Wpis z mikrobloga

W tym wpisie rozległa się dyskusja o możliwościach #rozowypasek OP. Chciałbym przybliżyć wszystkim jak to wygląda na rezydenturze w PL w kwestii zmiany pracy, ukończenia rezydentury etc. Pominę całkowicie fakt, że wszystkie najgorsze roboty są zwalane właśnie na rezydentów, że wpisuje się rezydentów na najgorsze dyżury. Że zostawia się ich bez nadzoru na wcześniej wspomnianych dyżurach, a w przypadku błędu zamyka im kubeł i opiekun specki gania po sądach za niego, żeby niczego chociaż nie powiedział.

Generalnie rezydent jest chłopem pańszczyźnianym ordynatora i dyrektora placówki. Oni mogą wszystko z nimi zrobić. Zabrać rezydenturę, nie pozwolić jej ukończyć, nie pozwolić odejść z pracy (zaraz opisze w jaki sposób), czy też zablokować gościa w promieniu kilkudziesięciu kilometrów.

Chcesz walczyć? Biada. Wystarczy, że dyrektor da ci dyscyplinarkę, pisząc w niej takie głupoty wężowym językiem jak: "wprowadza złą atmosferę w pracy", "nie wykonuje poleceń" itp... Choćby nic z tych rzeczy nie było prawdą, to ty masz w ręku wypowiedzenie, a zanim ruszy cała machina w OZZL, NFZ, urzędzie wojewódzkim i sądzie mija 3 lata.

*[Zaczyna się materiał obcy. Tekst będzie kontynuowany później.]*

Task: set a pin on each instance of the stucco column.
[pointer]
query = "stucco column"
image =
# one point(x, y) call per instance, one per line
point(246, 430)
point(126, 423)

Ty owszem dostaniesz odszkodowanie (zatrważająco niskie), ale masz przez 3 lata zamrożone wykonywanie specjalizacji, a bez specjalizacji lekarz jest tylko wyrobnikiem w NPL.
Jak inaczej? Prosto. Weźmiesz urlop i nie zabierzesz pokwitowania o wpłynięciu wniosku? (Wiem głupota, ale ten kto zawsze takie papierki bierze i o nich pamięta niech pierwszy rzuci kamień.) Zadzwoni ci w środku twojego pobytu na Malcie i powie, że na jutro masz dyżur na podstawie polecenia służbowego. Powiesz urlop, a on się tylko ironicznie zapyta "jaki urlop"? Koniec taki sam. Tracisz rezydenturę.

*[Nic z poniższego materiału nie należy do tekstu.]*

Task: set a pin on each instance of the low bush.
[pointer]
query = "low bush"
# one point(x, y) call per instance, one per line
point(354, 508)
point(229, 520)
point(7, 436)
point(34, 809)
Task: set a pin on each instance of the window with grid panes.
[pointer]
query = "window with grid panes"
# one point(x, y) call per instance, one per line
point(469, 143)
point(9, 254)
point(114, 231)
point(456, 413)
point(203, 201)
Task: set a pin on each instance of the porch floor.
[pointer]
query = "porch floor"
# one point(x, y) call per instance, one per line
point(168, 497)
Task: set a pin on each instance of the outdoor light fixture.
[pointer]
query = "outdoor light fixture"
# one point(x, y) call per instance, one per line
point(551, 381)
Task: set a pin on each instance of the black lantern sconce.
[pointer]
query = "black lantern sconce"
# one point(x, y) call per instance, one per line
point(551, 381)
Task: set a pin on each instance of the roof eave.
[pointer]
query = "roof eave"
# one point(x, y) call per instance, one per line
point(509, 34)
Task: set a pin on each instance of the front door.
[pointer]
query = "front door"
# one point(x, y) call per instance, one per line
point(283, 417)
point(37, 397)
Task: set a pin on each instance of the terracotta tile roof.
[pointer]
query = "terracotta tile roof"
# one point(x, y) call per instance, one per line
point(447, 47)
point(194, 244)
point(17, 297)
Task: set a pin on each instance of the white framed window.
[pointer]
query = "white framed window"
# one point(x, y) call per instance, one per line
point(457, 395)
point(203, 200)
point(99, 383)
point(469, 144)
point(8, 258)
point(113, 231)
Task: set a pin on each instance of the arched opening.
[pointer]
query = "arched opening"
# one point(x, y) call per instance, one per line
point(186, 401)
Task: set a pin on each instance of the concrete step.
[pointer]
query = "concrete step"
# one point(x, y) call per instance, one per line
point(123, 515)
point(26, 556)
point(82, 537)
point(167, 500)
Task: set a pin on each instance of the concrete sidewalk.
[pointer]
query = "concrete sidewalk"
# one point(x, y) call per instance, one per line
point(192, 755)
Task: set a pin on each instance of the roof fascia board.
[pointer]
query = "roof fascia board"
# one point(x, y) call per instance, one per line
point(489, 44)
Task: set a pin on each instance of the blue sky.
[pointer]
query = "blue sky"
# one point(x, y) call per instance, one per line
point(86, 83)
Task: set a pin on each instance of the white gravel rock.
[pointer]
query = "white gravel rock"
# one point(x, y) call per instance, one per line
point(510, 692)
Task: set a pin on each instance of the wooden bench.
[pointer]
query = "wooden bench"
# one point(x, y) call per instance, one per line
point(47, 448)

Nie, nie możesz wtedy drugi raz jej uzyskać. Nie, przeniesienie się do innego szpitala jest bardzo kłopotliwe - zazwyczaj tylko ze względów zdrowotnych, lub poprzez program łączenia rodzin. Kumaci i tak sobie poradzą, niemniej całość skonstruowana jest tak, żeby nie zmieniać miejsca specjalizacyjnego.

Stawiasz się? Nie dadzą ci wykonywać procedur potrzebnych do uzyskania specki. Nie dadzą ci zrobić kursów, też potrzebnych do ukończenia specki np. za pomocą wpisania na dyżur na czas kursu.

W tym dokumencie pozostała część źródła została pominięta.